But in spite of the brightness of African nights, Marroca would insist on stripping herself almost naked in the clear rays of the moon; she did not trouble herself much about anybody who might see us, and often, in spite of my fears and entreaties, she uttered long, resounding cries, which made the dogs in the distance howl.
One night, when I was sleeping under the starry sky, she came and knelt down on my carpet, and putting her lips, which curled slightly, close to my face, she said: “You must come and stay at my house.” I did not understand her, and asked: “What do you mean?” “Yes, when my husband has gone away; you must come and be with me.”
I could not help laughing, and said: “Why, as you come here?” And she went on almost talking into my mouth, sending her hot breath into my throat, and moistening my moustache with her lips: “I want it as a remembrance.” Still I did not grasp her meaning; she put her arms round my neck. “When you are no longer here, I shall think of it.”
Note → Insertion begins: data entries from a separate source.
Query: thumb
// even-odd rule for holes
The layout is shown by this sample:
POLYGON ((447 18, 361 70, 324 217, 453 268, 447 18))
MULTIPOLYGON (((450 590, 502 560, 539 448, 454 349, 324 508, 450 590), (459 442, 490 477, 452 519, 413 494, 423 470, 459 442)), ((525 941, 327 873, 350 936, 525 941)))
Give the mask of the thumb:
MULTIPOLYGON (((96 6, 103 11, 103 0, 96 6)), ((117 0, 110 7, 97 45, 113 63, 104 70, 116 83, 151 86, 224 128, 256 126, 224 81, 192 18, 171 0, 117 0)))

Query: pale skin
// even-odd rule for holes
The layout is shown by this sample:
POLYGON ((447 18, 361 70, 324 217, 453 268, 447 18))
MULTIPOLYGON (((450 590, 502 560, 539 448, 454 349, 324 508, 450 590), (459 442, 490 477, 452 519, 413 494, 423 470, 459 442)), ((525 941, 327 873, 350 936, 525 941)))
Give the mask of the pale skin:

I was touched and amused at the same time, and said: “You must be mad. I would much rather stop here.”
As a matter of fact, I have no liking for assignations under the conjugal roof; they are mouse-traps, in which the unwary are always caught. But she begged and prayed, and even cried, and at last said: “You shall see how I will love you there.” Her wish seemed so strange that I could not explain it to myself; but on thinking it over, I thought I could discern a profound hatred for her husband, the secret vengeance of a woman who takes a pleasure in deceiving him, and who, moreover, wishes to deceive him in his own house.
“Is your husband very unkind to you?” I asked her. She looked vexed, and said: “Oh! No, he is very kind.” “But you are not fond of him?” She looked at me with astonishment in her large eyes. “Indeed, I am very fond of him, very; but not so fond as I am of you.”
I could not understand it all, and while I was trying to get at her meaning, she pressed one of those kisses, whose power she knew so well, onto my lips, and whispered: “But you will come, will you not?” I resisted, however, and so she got up immediately, and went away; nor did she come back for a week. On the eighth day she came back, stopped gravely at the door of my room, and said: “Are you coming to my house to-night? ... If you refuse, I shall go away.” Eight days is a very long time, my friend, and in Africa those eight days are as good as a month. “Yes,” I said, and opened my arms, and she threw herself into them.
At night she waited for me in a neighboring street, and took me to their house, which was very small, and near the harbor. I first of all went through the kitchen, where they had their meals, and then into a very tidy, whitewashed room, with photographs on the walls, and paper flowers under a glass case. Marroca seemed beside herself with pleasure, and she jumped about, and said: “There, you are at home, now.” And I certainly acted as though I had been, though I felt rather embarrassed and somewhat uneasy.